Просыпается от этого крика улица, жители вываливают из теплых сонных домов, живой рекой струятся по переулкам, улицам, толпой пробегают площади, их лица краснеют от зарева, которое все разгорается, захватывает уже полнеба, гонит темень из деревни, и уже видны в окнах приплюснутые носы испуганных ребятишек. Ревут в хлевах коровы, бьются нежными ногами о стены конюшен лошади, овцы сбиваются в тесную груду. Холодной тревогой переполняется деревня, и звон набата летит в небо, и все слышится клич: «Вставайте, люди!» В этом кличе — вера в людей, надежда, что живой поток человеческих тел захлестнет яркое зарево, не даст ему охватить всю деревню.
— Вставайте, люди!
Встряхивается Глухая Мята. Мерещится спросонок людям, что затрещала, забилась земля, несется над ней ветер весноводья, снимая шкуру зимы. Думается им, не проснувшимся еще, что пошла, наверное, коварная речушка Коло-Юл, взломала лед.
— Коло-Юл тронулся?! — испуганно кричит бригадир Семенов.
Нет, не тронулся Коло-Юл! Спокойно течет вода под метровым льдом. Нет, не тронулся еще Коло-Юл, дерзкая речушка!
Просыпается Глухая Мята. Открывает стариковские глаза семидесятилетний Никита Федорович Борщев, глядит подозрительно на Федора Титова:
— Ты, как говорится, не пьяный ли?
Нет, не пьян Федор! Ни маковой росинки не было во рту Титова, забыл он о бутылке, спрятанной в дощатой будке электростанции, и поэтому, как никогда, ясна холодной трезвостью голова тракториста, и только руки дрожат оттого, что висит в них схваченная за кончик провода бобина…
Разбуженная тревожным криком, выныривает из снов и забытья Глухая Мята. Знатный тракторист Георгий Раков приподнимается на локте, надменно, строго глядит на Федора, едва разжимает губы.
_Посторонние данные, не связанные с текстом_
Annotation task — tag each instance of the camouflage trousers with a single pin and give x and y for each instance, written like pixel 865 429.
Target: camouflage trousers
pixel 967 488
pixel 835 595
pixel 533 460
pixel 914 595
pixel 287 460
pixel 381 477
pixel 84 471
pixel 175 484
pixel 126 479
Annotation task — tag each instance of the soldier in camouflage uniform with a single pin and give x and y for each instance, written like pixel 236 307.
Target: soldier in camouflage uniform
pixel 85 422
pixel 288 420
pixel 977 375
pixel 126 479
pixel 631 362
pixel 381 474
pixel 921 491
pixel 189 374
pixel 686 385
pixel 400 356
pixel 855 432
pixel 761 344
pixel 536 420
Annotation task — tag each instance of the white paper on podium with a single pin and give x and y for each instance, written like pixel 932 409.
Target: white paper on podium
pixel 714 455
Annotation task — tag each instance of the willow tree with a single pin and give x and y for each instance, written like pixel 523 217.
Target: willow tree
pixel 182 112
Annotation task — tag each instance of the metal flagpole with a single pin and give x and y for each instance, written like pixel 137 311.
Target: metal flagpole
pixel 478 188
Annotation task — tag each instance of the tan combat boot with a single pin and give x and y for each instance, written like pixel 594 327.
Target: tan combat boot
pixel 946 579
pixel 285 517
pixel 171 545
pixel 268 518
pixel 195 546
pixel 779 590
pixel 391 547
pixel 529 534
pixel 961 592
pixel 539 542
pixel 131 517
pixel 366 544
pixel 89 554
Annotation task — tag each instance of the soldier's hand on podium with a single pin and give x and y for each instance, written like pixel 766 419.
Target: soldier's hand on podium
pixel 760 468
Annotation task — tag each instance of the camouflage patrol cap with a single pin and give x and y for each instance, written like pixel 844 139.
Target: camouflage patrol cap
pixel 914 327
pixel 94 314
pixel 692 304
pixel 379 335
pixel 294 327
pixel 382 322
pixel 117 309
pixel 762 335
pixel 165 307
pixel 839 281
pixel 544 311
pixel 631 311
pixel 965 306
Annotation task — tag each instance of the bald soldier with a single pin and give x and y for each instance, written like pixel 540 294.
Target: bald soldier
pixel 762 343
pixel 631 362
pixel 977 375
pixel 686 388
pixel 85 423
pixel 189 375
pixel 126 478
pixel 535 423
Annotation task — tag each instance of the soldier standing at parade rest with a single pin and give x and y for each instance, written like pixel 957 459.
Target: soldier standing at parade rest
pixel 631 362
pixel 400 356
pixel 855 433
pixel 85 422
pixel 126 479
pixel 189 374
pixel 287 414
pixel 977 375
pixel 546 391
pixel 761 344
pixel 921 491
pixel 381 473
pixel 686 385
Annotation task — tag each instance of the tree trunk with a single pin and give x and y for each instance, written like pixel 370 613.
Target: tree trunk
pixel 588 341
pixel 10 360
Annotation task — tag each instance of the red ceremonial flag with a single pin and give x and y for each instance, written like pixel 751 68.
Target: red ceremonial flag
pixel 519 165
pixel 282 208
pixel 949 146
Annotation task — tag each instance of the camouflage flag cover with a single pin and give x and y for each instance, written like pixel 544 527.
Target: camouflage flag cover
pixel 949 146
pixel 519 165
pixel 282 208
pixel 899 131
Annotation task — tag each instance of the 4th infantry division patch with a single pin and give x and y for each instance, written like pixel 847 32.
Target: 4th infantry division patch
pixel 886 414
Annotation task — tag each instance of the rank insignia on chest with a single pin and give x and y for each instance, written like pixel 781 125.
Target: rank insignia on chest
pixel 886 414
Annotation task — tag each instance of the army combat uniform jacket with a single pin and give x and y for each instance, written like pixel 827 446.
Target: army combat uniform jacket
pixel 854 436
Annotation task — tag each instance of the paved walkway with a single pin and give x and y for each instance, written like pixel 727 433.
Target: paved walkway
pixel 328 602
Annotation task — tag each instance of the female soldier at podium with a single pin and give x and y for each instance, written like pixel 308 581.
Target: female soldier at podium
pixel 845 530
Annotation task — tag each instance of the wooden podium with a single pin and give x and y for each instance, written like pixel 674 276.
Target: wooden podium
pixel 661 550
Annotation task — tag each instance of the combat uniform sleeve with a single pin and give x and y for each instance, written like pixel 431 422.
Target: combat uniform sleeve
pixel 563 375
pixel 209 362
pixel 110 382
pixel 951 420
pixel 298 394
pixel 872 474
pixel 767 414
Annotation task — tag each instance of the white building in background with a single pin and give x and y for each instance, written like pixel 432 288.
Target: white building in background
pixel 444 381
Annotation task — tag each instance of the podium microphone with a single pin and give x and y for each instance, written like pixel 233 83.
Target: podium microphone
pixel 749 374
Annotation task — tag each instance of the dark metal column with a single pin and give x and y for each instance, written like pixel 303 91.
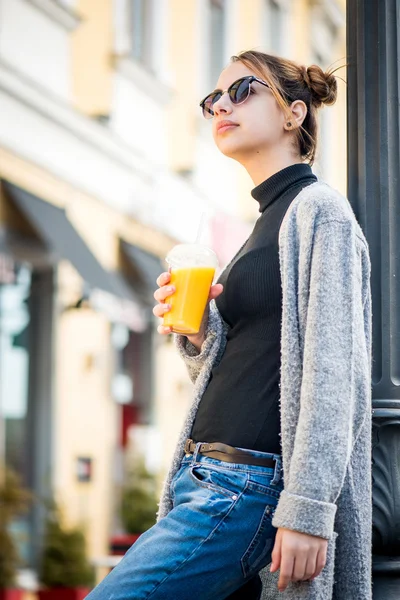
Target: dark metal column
pixel 373 55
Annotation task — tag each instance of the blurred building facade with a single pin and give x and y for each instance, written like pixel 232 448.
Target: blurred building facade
pixel 105 164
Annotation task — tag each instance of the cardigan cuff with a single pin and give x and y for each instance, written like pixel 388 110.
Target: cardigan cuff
pixel 189 352
pixel 305 515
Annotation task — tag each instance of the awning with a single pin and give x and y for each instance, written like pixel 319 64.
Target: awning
pixel 62 239
pixel 148 267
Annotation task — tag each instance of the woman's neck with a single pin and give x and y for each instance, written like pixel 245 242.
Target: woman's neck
pixel 260 167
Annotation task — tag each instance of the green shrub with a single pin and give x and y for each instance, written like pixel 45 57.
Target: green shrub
pixel 14 500
pixel 139 500
pixel 64 561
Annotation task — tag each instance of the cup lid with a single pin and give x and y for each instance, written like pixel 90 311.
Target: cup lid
pixel 192 255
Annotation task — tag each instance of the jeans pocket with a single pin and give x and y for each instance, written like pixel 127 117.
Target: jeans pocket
pixel 258 553
pixel 226 482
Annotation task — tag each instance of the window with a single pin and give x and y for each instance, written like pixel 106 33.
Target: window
pixel 275 26
pixel 217 39
pixel 26 303
pixel 141 30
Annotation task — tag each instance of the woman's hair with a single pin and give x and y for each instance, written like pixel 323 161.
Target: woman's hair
pixel 291 81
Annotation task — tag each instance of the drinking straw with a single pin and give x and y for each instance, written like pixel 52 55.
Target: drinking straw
pixel 200 229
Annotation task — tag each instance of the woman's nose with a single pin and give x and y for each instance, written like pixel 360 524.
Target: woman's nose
pixel 223 105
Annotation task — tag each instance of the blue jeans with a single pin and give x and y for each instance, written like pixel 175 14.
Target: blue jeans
pixel 213 542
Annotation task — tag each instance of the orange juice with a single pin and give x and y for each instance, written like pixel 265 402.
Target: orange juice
pixel 188 302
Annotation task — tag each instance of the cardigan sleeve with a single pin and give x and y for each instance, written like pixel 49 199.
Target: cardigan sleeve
pixel 324 433
pixel 195 360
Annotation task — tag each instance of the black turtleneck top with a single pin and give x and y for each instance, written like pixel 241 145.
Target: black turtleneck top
pixel 240 406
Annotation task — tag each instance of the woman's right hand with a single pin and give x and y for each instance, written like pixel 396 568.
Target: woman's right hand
pixel 164 291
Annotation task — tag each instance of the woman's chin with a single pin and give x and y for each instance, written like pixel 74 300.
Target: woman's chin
pixel 229 149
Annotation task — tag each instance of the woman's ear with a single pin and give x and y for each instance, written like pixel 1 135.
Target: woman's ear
pixel 298 111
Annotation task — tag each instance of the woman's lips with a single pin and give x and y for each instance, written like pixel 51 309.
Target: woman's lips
pixel 225 128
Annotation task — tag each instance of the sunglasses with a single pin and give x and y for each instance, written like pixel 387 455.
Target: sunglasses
pixel 238 92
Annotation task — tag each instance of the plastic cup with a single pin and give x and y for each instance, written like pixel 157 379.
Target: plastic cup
pixel 192 268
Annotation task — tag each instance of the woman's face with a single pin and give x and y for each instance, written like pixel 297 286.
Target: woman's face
pixel 259 120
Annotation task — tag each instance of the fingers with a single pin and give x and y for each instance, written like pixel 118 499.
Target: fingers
pixel 215 291
pixel 161 294
pixel 163 279
pixel 161 309
pixel 286 574
pixel 164 330
pixel 164 292
pixel 299 568
pixel 311 566
pixel 320 562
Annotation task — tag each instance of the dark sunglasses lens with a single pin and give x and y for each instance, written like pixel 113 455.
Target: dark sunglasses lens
pixel 208 104
pixel 239 91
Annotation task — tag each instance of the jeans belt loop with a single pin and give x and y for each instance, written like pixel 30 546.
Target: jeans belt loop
pixel 196 451
pixel 277 472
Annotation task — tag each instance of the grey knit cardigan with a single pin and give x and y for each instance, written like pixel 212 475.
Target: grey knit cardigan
pixel 325 387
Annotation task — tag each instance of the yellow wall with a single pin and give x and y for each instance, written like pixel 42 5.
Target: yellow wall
pixel 85 422
pixel 92 44
pixel 181 121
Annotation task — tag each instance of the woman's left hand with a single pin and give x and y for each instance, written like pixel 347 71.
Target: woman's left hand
pixel 299 556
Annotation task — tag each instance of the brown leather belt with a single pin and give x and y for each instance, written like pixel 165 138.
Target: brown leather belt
pixel 228 454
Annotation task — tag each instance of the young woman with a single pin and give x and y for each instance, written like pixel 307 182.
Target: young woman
pixel 274 459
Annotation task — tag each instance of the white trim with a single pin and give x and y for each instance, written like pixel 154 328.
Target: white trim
pixel 88 131
pixel 59 13
pixel 143 79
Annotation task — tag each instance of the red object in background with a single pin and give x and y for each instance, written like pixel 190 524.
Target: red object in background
pixel 130 416
pixel 63 594
pixel 119 544
pixel 11 594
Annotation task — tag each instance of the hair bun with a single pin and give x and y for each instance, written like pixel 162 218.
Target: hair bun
pixel 323 86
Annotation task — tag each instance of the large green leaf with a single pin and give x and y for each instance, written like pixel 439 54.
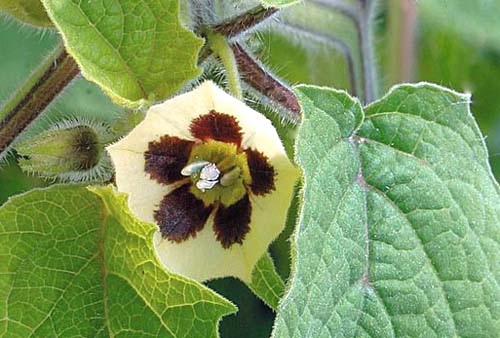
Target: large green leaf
pixel 135 50
pixel 28 11
pixel 399 234
pixel 74 264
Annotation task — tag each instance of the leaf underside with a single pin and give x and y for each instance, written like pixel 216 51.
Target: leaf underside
pixel 399 234
pixel 75 264
pixel 137 51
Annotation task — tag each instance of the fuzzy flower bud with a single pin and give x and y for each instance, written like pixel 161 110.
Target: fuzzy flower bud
pixel 70 150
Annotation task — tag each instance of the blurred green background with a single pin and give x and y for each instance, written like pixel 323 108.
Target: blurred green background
pixel 454 43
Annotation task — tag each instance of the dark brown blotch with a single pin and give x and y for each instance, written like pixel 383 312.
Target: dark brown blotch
pixel 262 172
pixel 166 158
pixel 231 224
pixel 216 126
pixel 181 215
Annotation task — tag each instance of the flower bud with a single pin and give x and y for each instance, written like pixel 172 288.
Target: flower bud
pixel 71 151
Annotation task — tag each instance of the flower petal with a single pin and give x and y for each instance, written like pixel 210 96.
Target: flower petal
pixel 203 257
pixel 181 215
pixel 262 172
pixel 231 223
pixel 166 157
pixel 216 126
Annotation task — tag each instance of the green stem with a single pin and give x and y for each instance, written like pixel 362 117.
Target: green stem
pixel 401 36
pixel 365 30
pixel 219 45
pixel 31 99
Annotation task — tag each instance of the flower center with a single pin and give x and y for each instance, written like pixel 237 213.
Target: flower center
pixel 219 172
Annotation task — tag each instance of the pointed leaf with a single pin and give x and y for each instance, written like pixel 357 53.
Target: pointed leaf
pixel 135 50
pixel 75 266
pixel 399 234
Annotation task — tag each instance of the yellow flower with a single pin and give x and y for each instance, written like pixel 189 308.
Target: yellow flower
pixel 213 175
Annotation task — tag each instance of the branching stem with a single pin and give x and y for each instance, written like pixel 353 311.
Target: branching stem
pixel 31 99
pixel 244 22
pixel 338 44
pixel 261 80
pixel 219 45
pixel 362 17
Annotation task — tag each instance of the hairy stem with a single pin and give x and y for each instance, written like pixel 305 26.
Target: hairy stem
pixel 220 46
pixel 362 17
pixel 401 35
pixel 244 22
pixel 338 44
pixel 31 99
pixel 365 33
pixel 262 81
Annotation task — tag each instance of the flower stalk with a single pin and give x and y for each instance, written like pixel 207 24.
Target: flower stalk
pixel 220 46
pixel 264 82
pixel 33 97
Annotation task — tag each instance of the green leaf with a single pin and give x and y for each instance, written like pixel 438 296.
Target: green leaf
pixel 472 20
pixel 28 11
pixel 74 264
pixel 399 234
pixel 278 3
pixel 137 51
pixel 266 283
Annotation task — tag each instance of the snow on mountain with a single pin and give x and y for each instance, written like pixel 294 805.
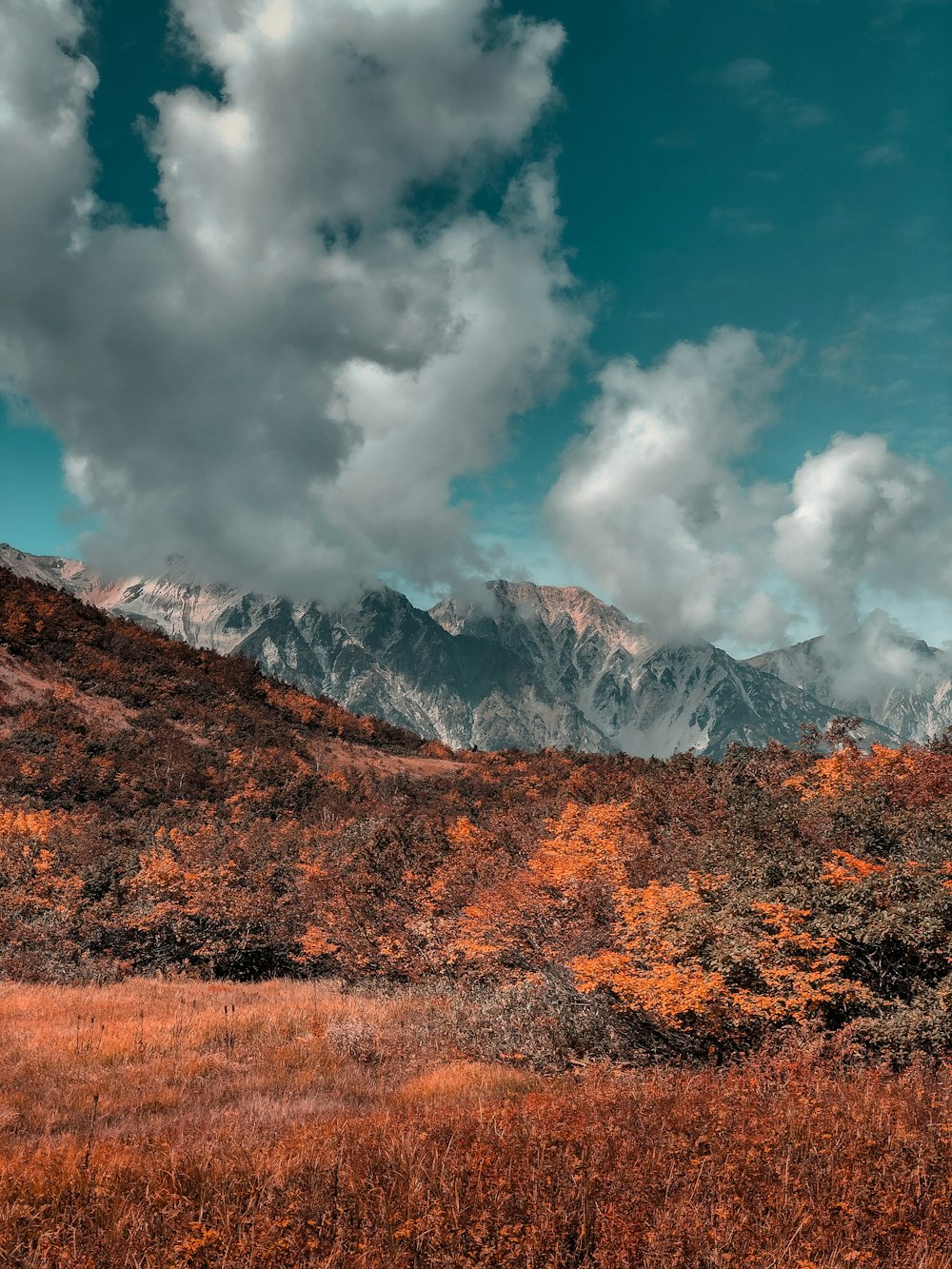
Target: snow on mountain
pixel 646 698
pixel 876 671
pixel 522 666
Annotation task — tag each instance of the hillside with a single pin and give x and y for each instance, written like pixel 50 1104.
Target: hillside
pixel 518 665
pixel 170 808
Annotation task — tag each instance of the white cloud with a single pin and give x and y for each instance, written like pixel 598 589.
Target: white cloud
pixel 864 515
pixel 654 506
pixel 285 378
pixel 650 502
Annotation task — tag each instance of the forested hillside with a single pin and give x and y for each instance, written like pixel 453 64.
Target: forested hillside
pixel 167 808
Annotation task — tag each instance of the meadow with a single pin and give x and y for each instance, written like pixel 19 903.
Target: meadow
pixel 178 1123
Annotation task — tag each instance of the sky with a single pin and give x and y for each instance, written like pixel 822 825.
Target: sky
pixel 651 296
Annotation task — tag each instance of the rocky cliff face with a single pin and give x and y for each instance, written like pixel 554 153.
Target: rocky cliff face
pixel 522 666
pixel 876 671
pixel 644 697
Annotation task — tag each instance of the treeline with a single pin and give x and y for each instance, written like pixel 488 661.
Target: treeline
pixel 163 808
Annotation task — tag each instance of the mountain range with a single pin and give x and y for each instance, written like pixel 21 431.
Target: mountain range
pixel 521 665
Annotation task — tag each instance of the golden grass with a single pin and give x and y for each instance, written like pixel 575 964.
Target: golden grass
pixel 164 1123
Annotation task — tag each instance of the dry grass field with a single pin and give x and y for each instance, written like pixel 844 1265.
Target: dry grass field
pixel 174 1123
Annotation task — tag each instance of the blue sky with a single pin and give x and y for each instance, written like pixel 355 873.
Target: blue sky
pixel 781 169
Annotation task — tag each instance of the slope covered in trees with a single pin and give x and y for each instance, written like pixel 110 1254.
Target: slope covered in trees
pixel 166 808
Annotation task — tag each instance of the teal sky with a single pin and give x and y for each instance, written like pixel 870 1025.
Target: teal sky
pixel 691 205
pixel 776 167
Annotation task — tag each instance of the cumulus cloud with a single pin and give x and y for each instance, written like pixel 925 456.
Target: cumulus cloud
pixel 864 515
pixel 654 506
pixel 285 378
pixel 650 502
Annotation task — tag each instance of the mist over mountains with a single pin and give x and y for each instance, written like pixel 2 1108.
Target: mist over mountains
pixel 531 666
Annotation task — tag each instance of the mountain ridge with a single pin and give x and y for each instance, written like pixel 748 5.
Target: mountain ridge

— Ложись спать, Федор! — недовольно говорит он, не разобравшись спросонок, что случилось, почему кричит Титов и почему дрожат его пальцы.
Нет, не хочет ложиться спать Федор Титов, а бросается к столу, к лампе, выкручивает огонек огромным чадящим языком. Свет заливает комнату, гонит по стенам лохматые тени и, точно отблеск далекого пожара, ложится на лицо Федора. С опаской, как змею, поднимает он над столом бобину и держит ее высоко, чтобы все могли видеть. Сначала бобина висит неподвижно, а потом начинает раскачиваться все сильнее и сильнее. Красненькими блестящими точечками посверкивает она, и это тоже как отблеск пожара.
— Что? — непонимающе произносит кто-то.
Как завороженные глядят люди на блестящий металл и не могут понять: что за притча? Зачем притащил Федор бобину, почему держит ее над столом, что надо беспокойному, взбалмошному Федьке?
— Прикрути лампу-то! — раздосадованно кричит на него Никита Федорович. — Прикрути, баламут! Коптит!